と言ってみて、いろいろなことをごまかす。




***




 なんとなくですが、保元の乱は源氏物語の色が濃い感じがします。源氏物語は恋愛小説なので、天皇はあっさりと決まっていました(でも、誰が御上おかみ(天皇のこと)の寵愛を受けるのかは、こと細かく描かれています)。


 女の争い、すごいですね。怖いですね。

 男が行う合戦とは違う戦いです。源氏物語の亡くなり方は、呪い殺されたり光源氏に睨まれて衰弱死などで、「そんな死に方するわけ?」と驚いた覚えがあります。それは置いておいて、


 保元の乱は始まり方が面倒くさいです。

 女の戦い顔負けの面倒くささです。




***




 まず、白河天皇が子供の堀川天皇にくらいを譲りました。なぜかと言うと、天皇が退位して上皇(太政天皇)つまり院になって政治を行いたいからです。これを院政といいます。あと、上皇が出家すると法皇になりますが、法皇が政治を行っても院政です。


 平安時代と言えば摂関政治です。藤原氏の誰かが摂政・関白になって天皇の後ろ盾になて政治を牛耳ります。それが弱ってきた平安末期に院政なるものが行われるようになりました。


 一番偉い人のはずの天皇の後ろに誰かいて、その人が政治を動かしています。藤原氏だと摂関政治、天皇家だと院政です。ざっくり言うと。細かく言うと微妙に違うらしいです。

 詳しいことは、教科書を読んでください。


 それと、太政天皇も出てきました。臣籍降下した直後の光源氏は例外的にこれに等しいとされる准太政天皇になりました。


 光源氏自身にも力がありましたが、息子(隠し子)が天皇になってます。

 つまり光源氏はとってもすごい地位をもらっていたんですね。恋愛ばっかりしているように見えたのに。


 話を戻します。堀川天皇がお隠れ(亡くなることです。直接的に表現しません)になって、まだ5歳で堀川天皇の皇子の鳥羽天皇が即位します。5歳なので引き続き白河院が院政を行います。

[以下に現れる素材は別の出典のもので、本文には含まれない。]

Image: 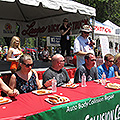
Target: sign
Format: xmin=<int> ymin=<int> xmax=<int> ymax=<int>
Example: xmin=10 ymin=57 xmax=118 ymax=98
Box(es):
xmin=47 ymin=36 xmax=61 ymax=46
xmin=17 ymin=14 xmax=89 ymax=37
xmin=0 ymin=20 xmax=16 ymax=37
xmin=26 ymin=91 xmax=120 ymax=120
xmin=99 ymin=36 xmax=110 ymax=58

 鳥羽天皇が大きくなってくると、白河院が鳥羽天皇の皇子の崇徳天皇に位を譲らせます。鳥羽天皇は鳥羽院になります。扱いづらくなったのか、その他の理由があったのか。


 しかしその後、白河院が亡くなると、鳥羽院の天下です。鳥羽院は「気に入っている奥さん(崇徳院のお母さんではない)との子(崇徳院の弟です)を天皇にしたいから譲りなさい」と崇徳天皇に言い、近衛天皇が即位します。


 当時は一夫多妻制で、奥さんは一人でなくてもいいです。跡継ぎがいなくなってしまうことを考えると、しかたがない制度だったようです(ホントにそれだけとは思えないですけど)。正室(正妻)がいて、その他の奥さんは側室になります。「羨ましい」などと思わないでください。とても面倒くさいです。それにそれが原因で戦いになることも少なからずあります。話を戻します。


 そして、崇徳天皇は崇徳院になります。崇徳院はご自分の子を近衛天皇の養子にするなどして、鳥羽院の後に院政をしようと準備をしていました。院政をするには、近い血筋の子供を天皇にしないといけません。だから近衛天皇の次にご自分のお子さんが天皇になるようにしていました。


 しかし近衛天皇は十七歳でお隠れになります(このパターン、2度目のような気がします……)。すると、崇徳院のお子さんではなく、もうひとりの養子が天皇と決まり、その養子がまだ幼いのでその子の実の父親の後白河天皇が即位します。


 それまで話に出てこなかった後白河天皇です。びっくりする手法で即位しています。これでは崇徳院が院政を行えなくなってしまいます。


 そして、鳥羽院がお隠れになったのをきっかけに保元の乱が起きました。次の天皇になる皇太子を誰にするかで崇徳院と後白河天皇でもめたそうです。


 後白河天皇に清盛様とパパ(源義朝)がついて、崇徳院に清盛様のおじさんと源氏からはボクのお祖父ちゃん(源為義)と叔父さん(源為朝)がつきました。他も藤原氏などの一族が二手に分かれ、それぞれが崇徳院と後白河天皇の味方になりました。


 自分に有利なことをしてくれる人に味方する感じで、源氏も平家もあまり関係ありませんでした。この辺りも教科書でも読んでください。テストを受ける人は覚えてください。


 結果は後白河天皇が勝ちました。清盛様とボクのパパが味方です。

 勝つでしょう。


 負けてしまった崇徳院は讃岐(現在の香川県)に流され(流刑です)、崇徳院の味方になった人は処刑されました。ボクのパパはお祖父さんと叔父さんを処刑しました。


 そして、この後、清盛様はみるみると力をつけます。